Mag sein,dann darf man sich aber nicht Portal für Online-Spiele schimpfen.


----------



## Oníshanu (5. Dezember 2009)

Tikume schrieb:


> Dass nicht jedes Forum drin sein kann, darauf seid ihr aber schon gekommen? Mal abgesehn davon dass jemand, den das Forum interessiert, kaum dadrauf schaut.



Senseless..

Ich finde so eine Aktion überhaupt nicht gerechtfertigt.Ich meine es gibt genug andere Leute,die gerne etwas mehr über ihre Spiele erfahren mächten..gut wird kaum mehr was darüber berichtet;ich sag jetzt mal Warhammer AOC oder Herr der Ringe.Dementsprechend ist es nur logisch,das größeres Interesse in den Foren besteht um sich untereinander auszutauschen(also genau der Sinn eines Forums).Jedoch wird dies nun alles unter dem Machtwort WoW begraben was für mich überhaupt nicht verständlich ist.  


			Dieser Inhalt steht nur eingeloggten Mitgliedern zur Verfügung.


----------



## Dwarim (5. Dezember 2009)

-> http://www.buffed.de/forum/index.php?showtopic=134366


----------



## Tikume (5. Dezember 2009)

Objektivität = 0. Hier geht es doch nur darum: "Mein Spiel ist das beste und es muss ganz viel darüber gebracht werden."
Das war zu Zeiten von Amiga vs Atari schon langweilig.
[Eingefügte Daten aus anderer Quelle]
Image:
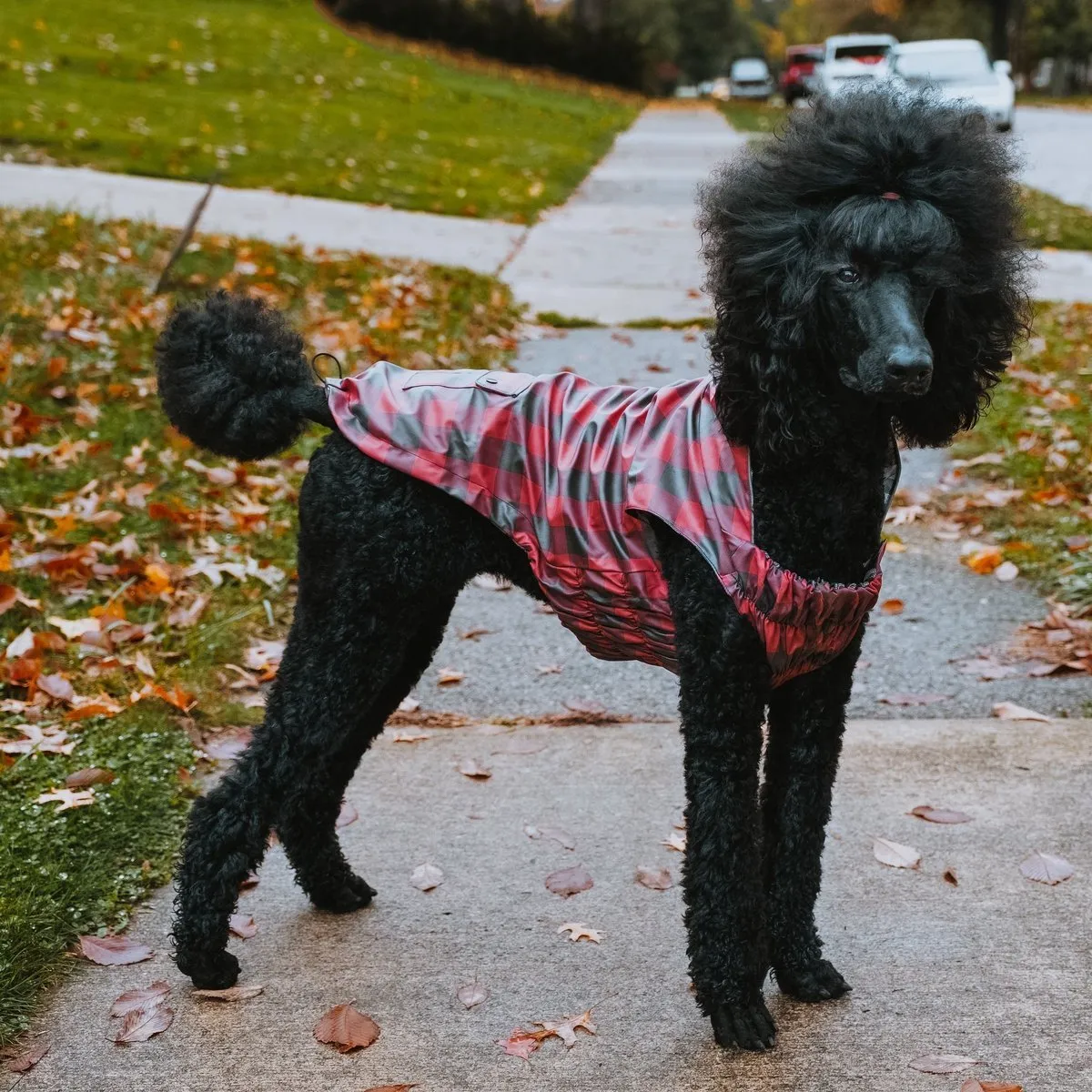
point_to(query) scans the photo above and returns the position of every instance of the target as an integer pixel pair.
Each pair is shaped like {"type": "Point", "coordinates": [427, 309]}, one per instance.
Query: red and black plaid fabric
{"type": "Point", "coordinates": [571, 470]}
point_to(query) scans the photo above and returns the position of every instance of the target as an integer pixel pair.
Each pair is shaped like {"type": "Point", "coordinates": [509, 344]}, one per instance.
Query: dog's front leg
{"type": "Point", "coordinates": [807, 720]}
{"type": "Point", "coordinates": [723, 687]}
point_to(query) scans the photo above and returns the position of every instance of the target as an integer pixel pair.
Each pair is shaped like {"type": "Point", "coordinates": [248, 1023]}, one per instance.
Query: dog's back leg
{"type": "Point", "coordinates": [308, 812]}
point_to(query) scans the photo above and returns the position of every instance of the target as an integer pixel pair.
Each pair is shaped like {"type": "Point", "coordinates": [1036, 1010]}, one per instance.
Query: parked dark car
{"type": "Point", "coordinates": [796, 77]}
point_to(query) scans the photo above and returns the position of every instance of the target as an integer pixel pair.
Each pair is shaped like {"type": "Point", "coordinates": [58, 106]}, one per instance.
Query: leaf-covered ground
{"type": "Point", "coordinates": [1026, 475]}
{"type": "Point", "coordinates": [268, 94]}
{"type": "Point", "coordinates": [143, 585]}
{"type": "Point", "coordinates": [1048, 222]}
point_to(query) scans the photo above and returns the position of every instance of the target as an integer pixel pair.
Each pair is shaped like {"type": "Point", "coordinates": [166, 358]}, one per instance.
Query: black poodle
{"type": "Point", "coordinates": [868, 282]}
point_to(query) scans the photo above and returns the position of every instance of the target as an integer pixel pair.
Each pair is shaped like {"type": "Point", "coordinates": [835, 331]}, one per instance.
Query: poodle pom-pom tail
{"type": "Point", "coordinates": [233, 377]}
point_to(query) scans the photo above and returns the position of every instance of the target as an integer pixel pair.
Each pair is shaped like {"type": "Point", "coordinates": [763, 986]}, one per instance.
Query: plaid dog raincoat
{"type": "Point", "coordinates": [571, 470]}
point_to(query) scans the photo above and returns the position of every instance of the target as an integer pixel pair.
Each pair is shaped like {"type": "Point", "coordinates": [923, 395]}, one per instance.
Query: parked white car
{"type": "Point", "coordinates": [959, 70]}
{"type": "Point", "coordinates": [851, 60]}
{"type": "Point", "coordinates": [749, 77]}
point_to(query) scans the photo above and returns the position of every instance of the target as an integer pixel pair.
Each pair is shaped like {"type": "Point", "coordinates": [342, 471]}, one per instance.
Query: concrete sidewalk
{"type": "Point", "coordinates": [995, 969]}
{"type": "Point", "coordinates": [622, 248]}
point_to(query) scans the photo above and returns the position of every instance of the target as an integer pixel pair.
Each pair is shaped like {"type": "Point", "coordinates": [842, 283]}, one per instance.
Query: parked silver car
{"type": "Point", "coordinates": [749, 77]}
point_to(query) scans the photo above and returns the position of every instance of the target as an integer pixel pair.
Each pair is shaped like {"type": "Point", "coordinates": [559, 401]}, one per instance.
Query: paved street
{"type": "Point", "coordinates": [1057, 148]}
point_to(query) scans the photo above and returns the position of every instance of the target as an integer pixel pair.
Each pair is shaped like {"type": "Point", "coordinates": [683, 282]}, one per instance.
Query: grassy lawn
{"type": "Point", "coordinates": [115, 525]}
{"type": "Point", "coordinates": [1037, 440]}
{"type": "Point", "coordinates": [268, 94]}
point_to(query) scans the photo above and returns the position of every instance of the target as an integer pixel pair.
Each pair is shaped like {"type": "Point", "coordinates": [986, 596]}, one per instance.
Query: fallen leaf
{"type": "Point", "coordinates": [427, 877]}
{"type": "Point", "coordinates": [654, 879]}
{"type": "Point", "coordinates": [1046, 868]}
{"type": "Point", "coordinates": [141, 1025]}
{"type": "Point", "coordinates": [345, 1029]}
{"type": "Point", "coordinates": [943, 1064]}
{"type": "Point", "coordinates": [472, 768]}
{"type": "Point", "coordinates": [114, 951]}
{"type": "Point", "coordinates": [473, 994]}
{"type": "Point", "coordinates": [895, 855]}
{"type": "Point", "coordinates": [566, 1030]}
{"type": "Point", "coordinates": [569, 882]}
{"type": "Point", "coordinates": [148, 997]}
{"type": "Point", "coordinates": [66, 798]}
{"type": "Point", "coordinates": [1010, 711]}
{"type": "Point", "coordinates": [243, 925]}
{"type": "Point", "coordinates": [92, 775]}
{"type": "Point", "coordinates": [931, 814]}
{"type": "Point", "coordinates": [520, 1043]}
{"type": "Point", "coordinates": [555, 834]}
{"type": "Point", "coordinates": [230, 995]}
{"type": "Point", "coordinates": [578, 931]}
{"type": "Point", "coordinates": [25, 1062]}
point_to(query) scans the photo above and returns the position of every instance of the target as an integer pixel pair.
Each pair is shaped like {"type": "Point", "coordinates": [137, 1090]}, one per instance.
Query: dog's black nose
{"type": "Point", "coordinates": [910, 369]}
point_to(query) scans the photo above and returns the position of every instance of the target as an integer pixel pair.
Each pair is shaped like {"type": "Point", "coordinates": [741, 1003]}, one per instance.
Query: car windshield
{"type": "Point", "coordinates": [862, 52]}
{"type": "Point", "coordinates": [748, 70]}
{"type": "Point", "coordinates": [945, 66]}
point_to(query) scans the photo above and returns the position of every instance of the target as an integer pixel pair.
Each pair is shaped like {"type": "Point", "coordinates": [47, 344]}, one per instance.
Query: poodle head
{"type": "Point", "coordinates": [865, 262]}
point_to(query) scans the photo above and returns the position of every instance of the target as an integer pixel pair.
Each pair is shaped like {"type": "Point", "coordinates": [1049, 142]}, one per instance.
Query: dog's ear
{"type": "Point", "coordinates": [971, 334]}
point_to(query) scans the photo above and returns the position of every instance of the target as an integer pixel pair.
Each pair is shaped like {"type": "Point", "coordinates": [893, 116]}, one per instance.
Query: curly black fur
{"type": "Point", "coordinates": [764, 217]}
{"type": "Point", "coordinates": [835, 305]}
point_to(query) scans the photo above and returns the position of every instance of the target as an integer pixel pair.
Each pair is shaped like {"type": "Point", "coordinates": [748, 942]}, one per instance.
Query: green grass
{"type": "Point", "coordinates": [1041, 424]}
{"type": "Point", "coordinates": [64, 279]}
{"type": "Point", "coordinates": [268, 94]}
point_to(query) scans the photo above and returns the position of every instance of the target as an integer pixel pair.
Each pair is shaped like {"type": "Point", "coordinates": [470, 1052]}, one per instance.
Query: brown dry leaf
{"type": "Point", "coordinates": [569, 882]}
{"type": "Point", "coordinates": [114, 951]}
{"type": "Point", "coordinates": [555, 834]}
{"type": "Point", "coordinates": [472, 768]}
{"type": "Point", "coordinates": [25, 1062]}
{"type": "Point", "coordinates": [931, 814]}
{"type": "Point", "coordinates": [1010, 711]}
{"type": "Point", "coordinates": [895, 855]}
{"type": "Point", "coordinates": [473, 994]}
{"type": "Point", "coordinates": [141, 1025]}
{"type": "Point", "coordinates": [1046, 868]}
{"type": "Point", "coordinates": [427, 877]}
{"type": "Point", "coordinates": [243, 925]}
{"type": "Point", "coordinates": [912, 699]}
{"type": "Point", "coordinates": [943, 1064]}
{"type": "Point", "coordinates": [66, 798]}
{"type": "Point", "coordinates": [578, 931]}
{"type": "Point", "coordinates": [566, 1030]}
{"type": "Point", "coordinates": [230, 995]}
{"type": "Point", "coordinates": [345, 1029]}
{"type": "Point", "coordinates": [88, 776]}
{"type": "Point", "coordinates": [147, 998]}
{"type": "Point", "coordinates": [654, 879]}
{"type": "Point", "coordinates": [520, 1043]}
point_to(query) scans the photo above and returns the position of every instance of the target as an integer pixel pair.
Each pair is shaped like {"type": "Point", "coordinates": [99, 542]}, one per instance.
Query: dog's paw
{"type": "Point", "coordinates": [747, 1026]}
{"type": "Point", "coordinates": [818, 982]}
{"type": "Point", "coordinates": [208, 970]}
{"type": "Point", "coordinates": [353, 894]}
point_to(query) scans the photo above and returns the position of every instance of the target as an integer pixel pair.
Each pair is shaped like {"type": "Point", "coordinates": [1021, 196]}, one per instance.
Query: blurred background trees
{"type": "Point", "coordinates": [651, 45]}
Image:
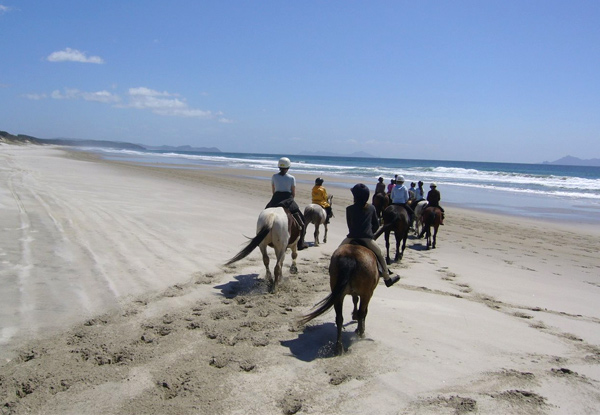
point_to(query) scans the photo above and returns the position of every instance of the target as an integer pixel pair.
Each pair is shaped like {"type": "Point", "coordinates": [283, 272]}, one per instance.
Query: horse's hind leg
{"type": "Point", "coordinates": [362, 315]}
{"type": "Point", "coordinates": [388, 260]}
{"type": "Point", "coordinates": [293, 267]}
{"type": "Point", "coordinates": [355, 311]}
{"type": "Point", "coordinates": [263, 251]}
{"type": "Point", "coordinates": [339, 322]}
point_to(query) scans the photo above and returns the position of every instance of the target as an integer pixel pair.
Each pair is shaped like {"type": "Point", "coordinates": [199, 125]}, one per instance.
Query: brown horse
{"type": "Point", "coordinates": [431, 216]}
{"type": "Point", "coordinates": [395, 219]}
{"type": "Point", "coordinates": [276, 228]}
{"type": "Point", "coordinates": [352, 271]}
{"type": "Point", "coordinates": [381, 201]}
{"type": "Point", "coordinates": [317, 215]}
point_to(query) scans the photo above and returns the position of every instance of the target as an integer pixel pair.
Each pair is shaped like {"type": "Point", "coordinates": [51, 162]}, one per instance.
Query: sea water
{"type": "Point", "coordinates": [566, 193]}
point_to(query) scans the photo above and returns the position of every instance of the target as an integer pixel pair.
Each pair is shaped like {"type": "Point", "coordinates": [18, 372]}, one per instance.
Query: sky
{"type": "Point", "coordinates": [498, 81]}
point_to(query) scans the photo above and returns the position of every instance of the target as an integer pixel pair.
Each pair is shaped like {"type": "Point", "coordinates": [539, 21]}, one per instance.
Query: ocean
{"type": "Point", "coordinates": [564, 193]}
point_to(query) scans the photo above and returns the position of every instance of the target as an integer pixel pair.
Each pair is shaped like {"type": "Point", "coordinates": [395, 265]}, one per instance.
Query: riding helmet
{"type": "Point", "coordinates": [360, 193]}
{"type": "Point", "coordinates": [284, 163]}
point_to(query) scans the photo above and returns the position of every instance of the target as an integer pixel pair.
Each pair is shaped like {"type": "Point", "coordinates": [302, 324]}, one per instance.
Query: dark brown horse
{"type": "Point", "coordinates": [431, 216]}
{"type": "Point", "coordinates": [395, 219]}
{"type": "Point", "coordinates": [380, 201]}
{"type": "Point", "coordinates": [352, 271]}
{"type": "Point", "coordinates": [276, 228]}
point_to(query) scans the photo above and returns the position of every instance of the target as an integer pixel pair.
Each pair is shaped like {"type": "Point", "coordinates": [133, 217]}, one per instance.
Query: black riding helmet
{"type": "Point", "coordinates": [360, 193]}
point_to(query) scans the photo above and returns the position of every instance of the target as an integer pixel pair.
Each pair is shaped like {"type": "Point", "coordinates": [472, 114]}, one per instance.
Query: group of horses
{"type": "Point", "coordinates": [353, 268]}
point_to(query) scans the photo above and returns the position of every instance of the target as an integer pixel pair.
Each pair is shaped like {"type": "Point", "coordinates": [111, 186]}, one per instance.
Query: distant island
{"type": "Point", "coordinates": [574, 161]}
{"type": "Point", "coordinates": [8, 138]}
{"type": "Point", "coordinates": [360, 154]}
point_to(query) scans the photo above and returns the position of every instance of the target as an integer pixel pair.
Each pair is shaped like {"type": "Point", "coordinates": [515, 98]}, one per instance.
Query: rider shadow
{"type": "Point", "coordinates": [243, 285]}
{"type": "Point", "coordinates": [315, 342]}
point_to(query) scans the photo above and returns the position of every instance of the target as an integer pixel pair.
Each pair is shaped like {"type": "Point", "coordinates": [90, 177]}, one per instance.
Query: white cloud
{"type": "Point", "coordinates": [165, 103]}
{"type": "Point", "coordinates": [73, 55]}
{"type": "Point", "coordinates": [35, 97]}
{"type": "Point", "coordinates": [99, 96]}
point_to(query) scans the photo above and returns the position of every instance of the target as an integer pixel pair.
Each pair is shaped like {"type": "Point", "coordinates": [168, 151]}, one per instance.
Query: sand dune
{"type": "Point", "coordinates": [114, 300]}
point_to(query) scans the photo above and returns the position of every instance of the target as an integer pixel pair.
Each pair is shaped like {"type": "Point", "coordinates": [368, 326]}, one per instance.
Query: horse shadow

Und wenn ihr News zu eurem Spiel vermisst: Nutzt die Usernews.


----------



## Dwarim (5. Dezember 2009)

Tikume schrieb:


> Objektivität = 0. Hier geht es doch nur darum: "Mein Spiel ist das beste und es muss ganz viel darüber gebracht werden."
> Das war zu Zeiten von Amiga vs Atari schon langweilig.
> 
> Und wenn ihr News zu eurem Spiel vermisst: Nutzt die Usernews.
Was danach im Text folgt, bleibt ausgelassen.